C'était un humble, un homme rare. Attentionné, toujours attentif aux autres, où qu'il se trouva, disponible et ne demandant qu'à rendre service, de jour comme de nuit. C'était aussi un organisateur incomparable, sachant tout faire et où tout trouver. Il a ainsi dépanné des milliers de personnes. Ce que l'on sait moins, c'est qu'il a aidé et accompagné bien des personnes en situation difficile et précaire. Dans la plus parfaite discrétion. Il était toujours du côté des pauvres et des faibles.

Il est parti vite, à 64 ans, et il savait qu'il allait partir. Fidèle à lui-même, Il a tout prévu, tout organisé, les chansons de son enterrement, le gâteau et la marquise fabriqués par lui, à servir lors du pot de l'amitié après l'inhumation au cimetière. Dans la cour de sa maison le Léon à Givry, qu'il a complètement restaurée la retraite venue, il n'y a pas très longtemps.

L'enfant de Givry qui sonnait les cloches de l'église où il fut enfant de choeur, animait la cour de récréation et d'autres cours en faisant fonctionner des machines à vapeur. Il était doué pour la mécanique et désossa bien des motos avant de se mettre au vélo pour sillonner les routes de l'Yonne avec les cyclotouristes. Electricien, il a passé l'essentiel de sa carrière professionnelle dans la coopérative l'Yonne Républicaine où, longtemps, il fut élu au conseil d'administration et au comité d'entreprise. Il était de la classe des Langet, Sarfati, Delorme, Gaye et Vaudevire. Comité des fêtes à droite et à gauche, amicale des retraités, cross, handicapés, il a servi nombre d'associations tant à Auxerre, Venoy que Givry. Il s'est aussi passionné pour la photo et n'avait de cesse d'en faire profiter les autres, leur livrant des tirages réalisés dans son grenier transformé en laboratoire à Venoy.

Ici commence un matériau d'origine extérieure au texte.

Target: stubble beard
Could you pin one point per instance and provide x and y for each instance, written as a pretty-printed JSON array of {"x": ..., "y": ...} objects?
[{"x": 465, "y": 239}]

Il était vivant, bien vivant Gérard Colin et croquait dans la vie à pleine dents. Les anecdotes savoureuses ne manquent pas, elles ne tiendraient pas dans un livre.

"Allez, roule ma poule..."

Il nous souvient qu'un jour, la Wifag, la rotative "Rolls Royce" de l'Yonne Républicaine des années 70-80, tomba, un soir, en panne, au plus mauvais moment, c'est-à-dire peu avant que le monstre ne doive se mettre en route pour débiter les 50 000 exemplaires du journal.  Electro-méncaniciens sur place ainsi que l'ingénieur s'affairaient auprès de la bête qui semblait éteinte. En vain. Arriva notre Collin qui était de service de nuit et venait d'un arrosage qui s'était avéré sévère. Il inspecta la machine et ses dérivés, toisa une boîte électrique, la secoua un bon coup, l'ouvrit, manipula on ne sait pas bien quoi avant de déclarer avec placidité au boss conducteur Dargère : "Allez, roule... ma poule... fais un effort..." Les autres n'en croyait pas leurs yeux, mais la machine démarra, à la stupéfaction générale.

Plus tard, car tout le monde s'empressait du fait du retard, lorsqu'on demanda à Gérard ce qu'il avait fait, il répondit avec ses peitit yeux rieurs : "Je n'en sais rien, mais elle est repartie."

Ils sont venus nombreux, jeudi après-midi, pour dire au revoir à Gérard. L'église était comble et fraîche et la place devant l'église était pleine où avait été placée une sonorisation. Ce fut une cérémonie poignante mais pas triste, à l'image de Gérard. Un long cortège serpenta dans les rues du beau village inondé de soleil pour suivre le corbillard jusqu'au cimetière perché sur la colline qui embrasse un paysage panoramique époustoufflant de sérénité et d'équilibre, à vol d'oiseau de la colline éternelle, Vézelay.

Avec beaucoup de simplicité et de convivialité, la cérémonie ultime conduisit le cercueil où repose la dépouille de Gérard Collin dans le caveau familial où il a rejoint son fils.